The screening and design of chemical flood processes requires an understanding of the effects of each chemical slug on oil recovery. The concept of volumetric linear scaling can be extended to processes involving the injection of multiple chemical slugs as long as the relative ratios of slug sizes are held constant. This allows fast development of the relation between oil recovery and slug size requirements for each chemical injected based on only a few laboratory linear floods.
Linear floods were conducted in a synthetic water-wet matrix. The multiple slug scaling approach used oil saturation distributions measured by microwave attenuation in one laboratory flood to predict accurately the tertiary residual oil saturation and tertiary oil breakthrough in another laboratory linear flood run with larger slug sizes. Oil saturation distributions at 0.11 V/Vp intervals during the flood, as well as at Sorc, were also accurately predicted.
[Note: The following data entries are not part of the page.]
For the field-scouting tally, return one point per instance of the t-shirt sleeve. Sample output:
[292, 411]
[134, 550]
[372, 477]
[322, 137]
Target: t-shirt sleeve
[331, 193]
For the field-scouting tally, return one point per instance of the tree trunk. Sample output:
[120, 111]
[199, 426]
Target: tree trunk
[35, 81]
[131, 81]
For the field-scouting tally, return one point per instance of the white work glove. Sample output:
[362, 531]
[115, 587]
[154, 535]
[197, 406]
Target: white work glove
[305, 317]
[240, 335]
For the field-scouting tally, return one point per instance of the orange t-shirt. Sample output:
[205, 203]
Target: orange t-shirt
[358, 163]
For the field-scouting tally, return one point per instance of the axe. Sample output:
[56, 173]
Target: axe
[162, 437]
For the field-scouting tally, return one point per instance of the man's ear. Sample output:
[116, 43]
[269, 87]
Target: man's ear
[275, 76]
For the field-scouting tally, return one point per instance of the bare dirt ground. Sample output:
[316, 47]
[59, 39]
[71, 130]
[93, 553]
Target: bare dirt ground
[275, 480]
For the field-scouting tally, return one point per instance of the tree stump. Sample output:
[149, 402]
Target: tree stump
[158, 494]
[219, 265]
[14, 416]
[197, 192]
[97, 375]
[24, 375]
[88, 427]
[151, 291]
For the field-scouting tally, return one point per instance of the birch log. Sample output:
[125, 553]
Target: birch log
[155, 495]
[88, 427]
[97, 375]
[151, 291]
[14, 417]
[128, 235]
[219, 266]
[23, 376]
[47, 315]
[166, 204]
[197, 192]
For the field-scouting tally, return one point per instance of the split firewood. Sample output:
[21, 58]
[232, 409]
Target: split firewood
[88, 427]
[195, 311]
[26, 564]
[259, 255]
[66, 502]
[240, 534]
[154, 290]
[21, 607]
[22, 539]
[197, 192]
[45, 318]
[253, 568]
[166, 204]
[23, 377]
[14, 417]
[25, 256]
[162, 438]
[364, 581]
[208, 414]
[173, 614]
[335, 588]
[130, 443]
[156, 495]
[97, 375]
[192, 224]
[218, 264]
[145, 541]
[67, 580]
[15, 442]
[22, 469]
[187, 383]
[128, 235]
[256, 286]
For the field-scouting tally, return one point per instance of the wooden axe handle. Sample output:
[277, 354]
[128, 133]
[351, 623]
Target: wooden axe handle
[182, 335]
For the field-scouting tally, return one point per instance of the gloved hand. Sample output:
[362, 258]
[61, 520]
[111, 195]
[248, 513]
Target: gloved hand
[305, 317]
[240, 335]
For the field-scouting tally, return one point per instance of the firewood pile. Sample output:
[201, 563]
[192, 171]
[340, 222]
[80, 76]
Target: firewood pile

A laboratory quarter five-spot pattern flood involving sequential injection of a small surfactant slug, a small polymer slug, and continuous drive water was run in a water-wet synthetic matrix. Linear flood oil saturation distributions were scaled to predict the oil saturation distributions in the pattern using a fixed twelve streamtube model for the flow. Details of this scaling procedure are given. Residual tertiary oil saturation, tertiary recovery, and oil saturation changes with time were predicted to within the experimental errors involved in the procedures. The observed tertiary oil breakthrough was later than predicted. Observed oil saturation distributions tended to show more oil left in the corners of the model than predicted by the scaling theory. These secondary effects and the overall behavior of the pattern flood are considered in terms of the chosen streamtube network and the assumptions of stable unit mobility flow.